There have been just a few studies of nystagmus in normal subjects over the years. There also also often been studies of evoked nystagmus, wherein a baseline recording of nystagmus is reported. This has resulted in a general opinion that normal subjects have little to no nystagmus, when looking straight ahead in the dark. There is also a general impression that there can be small amounts of positional nystagmus elicited by supine, head-right or head-left. The general opinion is that nystagmus in the light is not normal.

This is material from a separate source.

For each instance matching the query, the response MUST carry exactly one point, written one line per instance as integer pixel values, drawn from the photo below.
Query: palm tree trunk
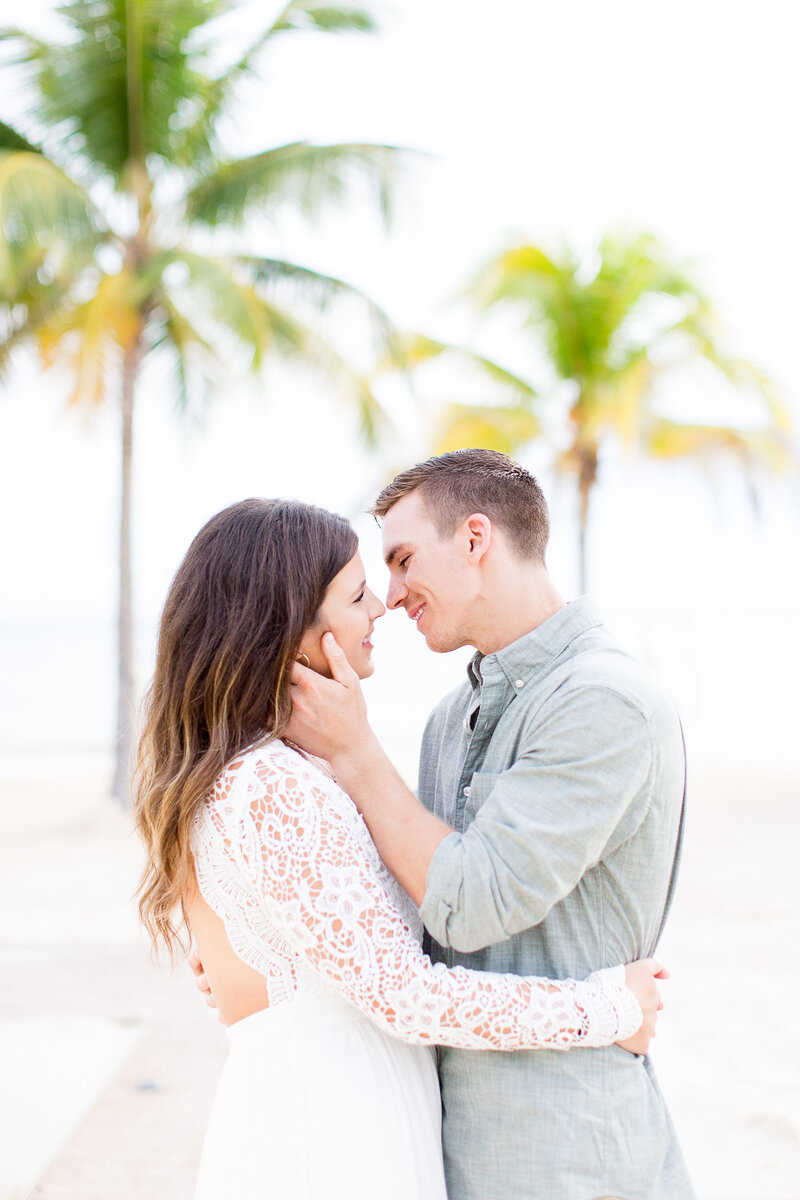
(125, 702)
(587, 480)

The degree of nystagmus that is considered "OK" has gone down over time, as methodology has improved. In the past, 5 deg/sec of nystagmus was accepted as normal when using "ENG" methods. These are now obsolete. With the newer infrared video systems, a typical value is just 2 deg/sec. It is also generally felt that horizontal nystagmus is more acceptable than vertical or torsional. In the authors opinion, there are roughly 10 times as many people having horizontal nystagmus (defined as 2 deg/sec or more) as vertical nystagmus. Torsional nystagmus is difficult to see and nearly impossible to quantify. The author's opinion is that torsional spontaneous nystagmus in the upright position is about 1000 times less common than even horizontal nystagmus. Supine, we think about 10 times less common than vertical nystagmus, and 100 times less common than horizontal. Accordingly,, when torsional nystagmus is seen upright, the clinician generally assumes that there a very unusual pathology such as a CNS lesion or congenital nystagmus. When positional torsional nystagmus is seen, the clinician usually assmes a some pathology (such as BPPV).

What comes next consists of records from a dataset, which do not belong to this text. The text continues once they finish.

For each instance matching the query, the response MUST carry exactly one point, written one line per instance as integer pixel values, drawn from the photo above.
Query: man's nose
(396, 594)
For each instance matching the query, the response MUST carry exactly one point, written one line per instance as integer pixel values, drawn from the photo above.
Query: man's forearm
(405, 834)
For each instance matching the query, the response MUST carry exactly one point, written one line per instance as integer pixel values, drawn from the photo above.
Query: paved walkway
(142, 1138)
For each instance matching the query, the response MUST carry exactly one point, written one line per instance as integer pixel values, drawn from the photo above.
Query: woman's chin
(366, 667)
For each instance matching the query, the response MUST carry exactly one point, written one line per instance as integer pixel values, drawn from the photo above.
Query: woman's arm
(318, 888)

Studies of "normal" spontaneous nystagmus:

Not so reasonables studies:

Young et al (2020), using a portable system of their own design, recently reported on this question. Recordings were made at home. They stated that "there was no lower limit placed on the nystagmus SPV (slow phase velocity". They studied 101 subjects, with a mean age of 44. They found small (i.e. about 1 deg/sec) amounts of nystagmus in about 30.7% of these subjects. As they had no lower limit for SPV, we are not entirely clear how they came up with the 30.7% number, as one would think that there might be people with, lets say, 0.01 deg/sec of nystagmus, and likely rather few with 0.0 deg/sec of nystagmus.

A small amount of positional nystagmus (mean of 2.2 deg/sec) was registered in more than 50% of subjects, and in fact 11 (normal) subjects displayed persistent positional nystagmus with velocities > 10 deg/sec. We wonder if these subjects were looking straight ahead.